Weaknesses: I would suggest the color mapping visualization for matching error (e.g. in Fig. 2 and 3) to be adjusted. The matching error is a non-negative scalar, therefore there is no need to use a diverging colormap that is intended for signed distance. It doesn’t visualize the error in a “perceptually linear” way. For example, the fig.2-right, it’s very hard to see the difference unless with extreme zoom-in. Maybe a “sequential” colormap such as “jet” or “hot”. See https://matplotlib.org/3.1.0/tutorials/colors/colormaps.html It seems like the “canonical” descriptor of the template mesh is provided by the laplacian embedding, and the learned descriptor ($f_{\Theta}(S)$) is “regularized” by the canonical descriptor. What happens when you learn the canonical descriptor freely? Maybe some ablation studies would be good to show the effect of this design. The representation for per-point transformation “v_i” is “scaled” rotation matrix elements and translation vectors. This appears a bit odd to me. First, if we operate directly on the elements, then the resulting matrix might not be a valid rotation. In this case, did you project it back to SO(3), or just allow it to be flexible so that the resulting transformation is outside of SE(3)? The recurrent network serves as a neural network version of iterative update as in the traditional optimization.

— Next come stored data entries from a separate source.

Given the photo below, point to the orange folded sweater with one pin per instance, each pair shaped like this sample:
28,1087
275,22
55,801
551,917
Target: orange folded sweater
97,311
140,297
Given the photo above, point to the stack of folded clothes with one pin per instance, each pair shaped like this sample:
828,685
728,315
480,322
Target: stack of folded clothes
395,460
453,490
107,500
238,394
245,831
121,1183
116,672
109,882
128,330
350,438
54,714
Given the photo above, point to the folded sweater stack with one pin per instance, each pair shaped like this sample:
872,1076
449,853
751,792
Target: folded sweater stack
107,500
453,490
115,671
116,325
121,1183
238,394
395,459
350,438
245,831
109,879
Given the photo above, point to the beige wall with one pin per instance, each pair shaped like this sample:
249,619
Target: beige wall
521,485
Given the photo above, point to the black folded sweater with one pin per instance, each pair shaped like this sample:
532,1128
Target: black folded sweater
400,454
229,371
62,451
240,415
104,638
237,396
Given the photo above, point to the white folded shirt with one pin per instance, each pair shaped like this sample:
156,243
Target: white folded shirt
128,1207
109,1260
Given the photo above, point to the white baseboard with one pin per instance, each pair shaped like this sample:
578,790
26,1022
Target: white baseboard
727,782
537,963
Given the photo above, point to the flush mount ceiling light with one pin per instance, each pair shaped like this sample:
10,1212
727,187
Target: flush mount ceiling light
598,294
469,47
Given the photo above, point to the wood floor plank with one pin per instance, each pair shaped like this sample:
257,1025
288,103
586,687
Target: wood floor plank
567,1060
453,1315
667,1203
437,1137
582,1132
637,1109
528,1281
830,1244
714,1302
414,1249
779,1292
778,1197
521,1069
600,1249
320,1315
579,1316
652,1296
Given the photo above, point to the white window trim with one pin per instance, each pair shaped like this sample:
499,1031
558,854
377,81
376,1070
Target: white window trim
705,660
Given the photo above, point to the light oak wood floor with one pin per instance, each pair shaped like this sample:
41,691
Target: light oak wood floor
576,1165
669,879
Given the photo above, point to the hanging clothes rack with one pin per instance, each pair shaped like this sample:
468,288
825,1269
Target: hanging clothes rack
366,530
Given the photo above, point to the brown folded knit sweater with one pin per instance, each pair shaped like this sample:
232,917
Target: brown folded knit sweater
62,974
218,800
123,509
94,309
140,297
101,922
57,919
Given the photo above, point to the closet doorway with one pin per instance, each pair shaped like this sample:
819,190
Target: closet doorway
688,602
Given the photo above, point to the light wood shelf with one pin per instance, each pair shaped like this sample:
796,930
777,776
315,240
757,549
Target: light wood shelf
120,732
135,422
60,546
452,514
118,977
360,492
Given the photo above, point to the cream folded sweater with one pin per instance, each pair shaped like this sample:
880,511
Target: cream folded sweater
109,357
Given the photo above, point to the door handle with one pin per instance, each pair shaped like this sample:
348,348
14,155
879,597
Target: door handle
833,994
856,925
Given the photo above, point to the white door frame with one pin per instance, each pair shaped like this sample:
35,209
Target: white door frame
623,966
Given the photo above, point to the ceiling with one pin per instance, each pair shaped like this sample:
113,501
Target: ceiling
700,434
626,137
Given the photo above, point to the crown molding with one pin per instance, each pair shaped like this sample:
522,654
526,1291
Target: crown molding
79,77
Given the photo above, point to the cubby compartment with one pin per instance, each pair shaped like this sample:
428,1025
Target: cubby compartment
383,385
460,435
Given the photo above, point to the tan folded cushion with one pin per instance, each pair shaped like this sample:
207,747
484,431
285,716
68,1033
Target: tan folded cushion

Is the proposed 4x3=12 steps (4 graph layer, each with 3 alternations after) sufficient? It would be great to show results as each step is applied (to see their individual contribution). What if the graph network doesn’t do down-sampling and upsampling? Would it be possible to add discussion and comparison to recent point-cloud correspondence analysis, such as Fully Convolutional Geometric Features, Choy et al, ICCV 19? The Perfect Match: 3D Point Cloud Matching with Smoothed Densities, Gojcic et al., CVPR 19

Correctness: Mostly, except for there are some parts which are still not clear (see weakness session)

Clarity: Mostly yes, except for there are some parts which are still not clear (see weakness session)

Relation to Prior Work: I would add discussion on difference to recently point-cloud correspondence analysis papers such as: Fully Convolutional Geometric Features, Choy et al, ICCV 19 The Perfect Match: 3D Point Cloud Matching with Smoothed Densities, Gojcic et al., CVPR 19 These methods are tested on static scenes, but can be potentially used in dynamic scenarios such as human body.

Reproducibility: Yes

Additional Feedback: After rebuttal: After reading the rebuttal and comments from other reviewers, I think most of my concerns are addressed. Please address the issues and comments raised by all reviewers. I'm willing to increase my rating to 6: marginally accept.